Farm bill highlights

Main components of the Senate five-year farm and food bill:

The bill spends nearly $500 billion over its five-year life, or nearly $969 billion over 10 years. About 80 percent of the spending goes to the Supplemental Nutrition Assistance Program, commonly known as food stamps. The bill would cut $23 billion from current spending levels, according to Congressional Budget Office estimates.

The bill ends direct payments made to farmers regardless of whether they plant a crop - a program that currently costs $5 billion a year. It also terminates three other subsidy programs, including one based on price targets. It replaces the four programs with a revenue-based subsidy program that helps farmers suffering moderate losses before crop insurance kicks in.
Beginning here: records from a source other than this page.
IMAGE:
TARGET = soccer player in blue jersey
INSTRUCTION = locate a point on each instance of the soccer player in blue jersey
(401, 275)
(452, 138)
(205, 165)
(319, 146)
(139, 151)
It ends commodity subsidies to farmers with adjusted gross incomes of more than $750,000 and ensures that those receiving subsidies are actively involved in farming operations.

It consolidates 23 conservation programs into 13, at projected savings of $6 billion over 10 years.

It saves about $4 billion over 10 years from the food-stamp program, which now provides benefits for 46 million people and costs about $80 billion a year. Most of that comes from stopping a practice whereby some states pay low-income people as little as $1 a year in heat assistance, even if they don’t have heating bills, so as to increase their food-stamp benefits.